Valuations in Asian credit markets appear to have improved given the spread widening resulting from the events in China. However, when you dig deeper it is limited to a handful of names and hence, we have not increased our position at this stage. We do believe that the higher yields provide good compensation for the higher volatility and uncertainty in this sector, although we are watching future developments closely before we add to the exposure.

In terms of interest rate exposure we retained a short US inflation position designed to take advantage of some mispricing on the inflation curve.
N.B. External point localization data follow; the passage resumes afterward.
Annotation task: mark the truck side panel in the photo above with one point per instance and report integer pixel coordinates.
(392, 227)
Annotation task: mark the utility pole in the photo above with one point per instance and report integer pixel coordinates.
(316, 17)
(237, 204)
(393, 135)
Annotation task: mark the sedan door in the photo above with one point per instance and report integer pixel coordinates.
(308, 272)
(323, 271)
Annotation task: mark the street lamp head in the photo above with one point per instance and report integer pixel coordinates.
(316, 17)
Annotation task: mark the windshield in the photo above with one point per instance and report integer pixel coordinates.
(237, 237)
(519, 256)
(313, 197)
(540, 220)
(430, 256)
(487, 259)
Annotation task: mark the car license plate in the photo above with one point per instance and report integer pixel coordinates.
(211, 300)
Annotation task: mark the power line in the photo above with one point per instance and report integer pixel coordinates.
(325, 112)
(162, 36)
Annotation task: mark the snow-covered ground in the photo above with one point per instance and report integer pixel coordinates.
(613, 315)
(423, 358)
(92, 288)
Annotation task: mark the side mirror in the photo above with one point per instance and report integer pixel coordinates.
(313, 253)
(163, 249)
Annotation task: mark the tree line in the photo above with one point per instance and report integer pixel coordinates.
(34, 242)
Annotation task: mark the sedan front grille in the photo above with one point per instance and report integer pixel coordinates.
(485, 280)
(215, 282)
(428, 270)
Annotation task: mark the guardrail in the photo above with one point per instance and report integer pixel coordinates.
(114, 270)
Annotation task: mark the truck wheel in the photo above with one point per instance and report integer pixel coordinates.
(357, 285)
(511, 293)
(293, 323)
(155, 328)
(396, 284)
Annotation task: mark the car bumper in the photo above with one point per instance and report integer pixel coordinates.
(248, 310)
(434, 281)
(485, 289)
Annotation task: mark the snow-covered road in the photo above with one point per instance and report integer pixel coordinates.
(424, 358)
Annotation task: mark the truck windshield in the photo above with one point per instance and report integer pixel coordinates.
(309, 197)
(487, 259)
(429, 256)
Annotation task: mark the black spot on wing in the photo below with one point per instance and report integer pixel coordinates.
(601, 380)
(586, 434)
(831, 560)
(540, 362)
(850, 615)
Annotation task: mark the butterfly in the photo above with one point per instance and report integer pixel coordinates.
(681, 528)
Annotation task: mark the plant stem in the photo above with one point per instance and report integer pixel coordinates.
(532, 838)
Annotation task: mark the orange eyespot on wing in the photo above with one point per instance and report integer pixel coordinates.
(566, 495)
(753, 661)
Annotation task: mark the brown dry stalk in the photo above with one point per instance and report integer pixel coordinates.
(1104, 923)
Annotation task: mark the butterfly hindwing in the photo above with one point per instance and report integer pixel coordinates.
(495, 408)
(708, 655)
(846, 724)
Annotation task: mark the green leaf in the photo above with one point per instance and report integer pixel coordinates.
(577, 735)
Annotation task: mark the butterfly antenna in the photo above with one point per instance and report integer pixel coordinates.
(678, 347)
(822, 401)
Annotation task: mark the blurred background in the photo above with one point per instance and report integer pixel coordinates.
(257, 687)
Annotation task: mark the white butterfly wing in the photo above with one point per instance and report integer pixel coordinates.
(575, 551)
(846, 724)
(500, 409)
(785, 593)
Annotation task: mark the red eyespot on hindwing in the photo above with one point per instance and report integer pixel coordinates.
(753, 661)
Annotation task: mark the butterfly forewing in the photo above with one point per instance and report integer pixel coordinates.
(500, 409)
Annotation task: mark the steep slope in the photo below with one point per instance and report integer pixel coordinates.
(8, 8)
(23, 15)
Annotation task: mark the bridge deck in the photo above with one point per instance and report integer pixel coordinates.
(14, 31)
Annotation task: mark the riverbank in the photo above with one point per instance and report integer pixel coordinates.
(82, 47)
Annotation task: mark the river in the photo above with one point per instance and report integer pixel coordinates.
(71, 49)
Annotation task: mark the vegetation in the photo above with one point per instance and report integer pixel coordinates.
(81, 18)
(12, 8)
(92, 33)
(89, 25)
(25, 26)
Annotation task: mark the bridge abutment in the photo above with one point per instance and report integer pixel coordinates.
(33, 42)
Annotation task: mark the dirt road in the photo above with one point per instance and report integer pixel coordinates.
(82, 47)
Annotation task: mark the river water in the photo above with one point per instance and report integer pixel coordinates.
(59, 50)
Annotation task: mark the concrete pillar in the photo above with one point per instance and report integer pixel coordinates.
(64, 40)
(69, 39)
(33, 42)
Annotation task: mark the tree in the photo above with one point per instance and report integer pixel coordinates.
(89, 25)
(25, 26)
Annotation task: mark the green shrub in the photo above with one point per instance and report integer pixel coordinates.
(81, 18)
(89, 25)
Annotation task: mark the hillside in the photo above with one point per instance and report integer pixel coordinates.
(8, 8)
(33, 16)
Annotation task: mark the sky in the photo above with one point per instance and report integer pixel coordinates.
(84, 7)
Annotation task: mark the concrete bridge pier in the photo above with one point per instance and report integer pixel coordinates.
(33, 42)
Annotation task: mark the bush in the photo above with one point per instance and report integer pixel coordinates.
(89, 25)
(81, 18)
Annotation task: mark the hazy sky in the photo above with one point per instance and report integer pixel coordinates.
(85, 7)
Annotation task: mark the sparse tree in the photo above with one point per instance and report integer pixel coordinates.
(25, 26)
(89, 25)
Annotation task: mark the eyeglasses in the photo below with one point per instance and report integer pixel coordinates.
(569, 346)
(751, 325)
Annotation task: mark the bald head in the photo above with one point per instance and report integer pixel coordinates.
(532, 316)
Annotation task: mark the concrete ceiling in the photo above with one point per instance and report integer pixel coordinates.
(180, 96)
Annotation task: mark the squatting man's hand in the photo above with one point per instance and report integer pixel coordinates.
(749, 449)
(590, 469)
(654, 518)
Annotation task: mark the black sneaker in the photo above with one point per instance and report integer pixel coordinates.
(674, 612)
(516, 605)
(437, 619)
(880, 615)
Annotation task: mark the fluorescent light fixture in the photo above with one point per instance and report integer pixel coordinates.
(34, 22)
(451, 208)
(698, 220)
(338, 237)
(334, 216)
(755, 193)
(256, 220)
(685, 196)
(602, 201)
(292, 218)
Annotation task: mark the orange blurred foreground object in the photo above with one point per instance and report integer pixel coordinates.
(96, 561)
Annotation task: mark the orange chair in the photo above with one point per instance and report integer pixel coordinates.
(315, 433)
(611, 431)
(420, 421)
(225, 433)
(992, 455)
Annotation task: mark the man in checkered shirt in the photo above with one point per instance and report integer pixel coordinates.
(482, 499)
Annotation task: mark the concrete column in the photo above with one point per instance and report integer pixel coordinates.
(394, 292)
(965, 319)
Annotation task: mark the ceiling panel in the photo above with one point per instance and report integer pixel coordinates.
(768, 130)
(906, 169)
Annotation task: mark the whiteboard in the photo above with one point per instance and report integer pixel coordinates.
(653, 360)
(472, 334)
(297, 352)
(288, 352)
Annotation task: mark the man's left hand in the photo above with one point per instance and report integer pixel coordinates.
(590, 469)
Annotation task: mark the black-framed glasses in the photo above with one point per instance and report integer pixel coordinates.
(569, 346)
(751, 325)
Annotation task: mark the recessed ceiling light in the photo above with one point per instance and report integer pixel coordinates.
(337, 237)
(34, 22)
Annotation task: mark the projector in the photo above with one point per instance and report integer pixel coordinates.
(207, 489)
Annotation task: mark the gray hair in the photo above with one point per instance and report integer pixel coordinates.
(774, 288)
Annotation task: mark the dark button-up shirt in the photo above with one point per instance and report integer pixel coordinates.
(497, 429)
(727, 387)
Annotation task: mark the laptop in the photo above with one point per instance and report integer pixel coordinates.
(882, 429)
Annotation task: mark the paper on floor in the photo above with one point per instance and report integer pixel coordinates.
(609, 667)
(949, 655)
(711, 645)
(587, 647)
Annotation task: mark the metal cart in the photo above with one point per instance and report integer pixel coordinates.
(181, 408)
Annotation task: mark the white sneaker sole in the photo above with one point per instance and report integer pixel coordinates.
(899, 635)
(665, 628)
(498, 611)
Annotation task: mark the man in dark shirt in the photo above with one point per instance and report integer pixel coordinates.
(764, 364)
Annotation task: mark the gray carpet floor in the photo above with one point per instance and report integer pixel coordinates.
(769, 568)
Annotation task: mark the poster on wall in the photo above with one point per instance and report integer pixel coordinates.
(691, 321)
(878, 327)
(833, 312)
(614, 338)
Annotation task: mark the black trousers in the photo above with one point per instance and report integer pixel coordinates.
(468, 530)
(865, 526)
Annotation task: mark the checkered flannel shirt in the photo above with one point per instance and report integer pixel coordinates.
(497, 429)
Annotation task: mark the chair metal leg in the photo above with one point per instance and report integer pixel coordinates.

In our view pricing appears elevated and should contribute to the portfolio should we see medium term inflation expectations fade.

In terms of overall duration positioning we continue to have low sensitivity to movements in interest rates. The low level of duration aims to ensure the portfolio will be insulated should interest rates and bond yields rise.

Our currency positions are expressing two key views. Firstly, as previously highlighted we have long US dollar and Japanese yen exposures combined at 3%, aimed to assist the portfolio in the case of an equity market dislocation impacting credit markets. We also have a small long British pound and Euro versus the Australian dollar which is designed to provide exposure to the reopening trade in Europe compared to the current Australian situation.

Overall, we remain defensive with an investment grade average rating. We are carrying low interest rate sensitivity and our currency position is designed to improve portfolio diversification. We remain liquid, but importantly active and alert to opportunities.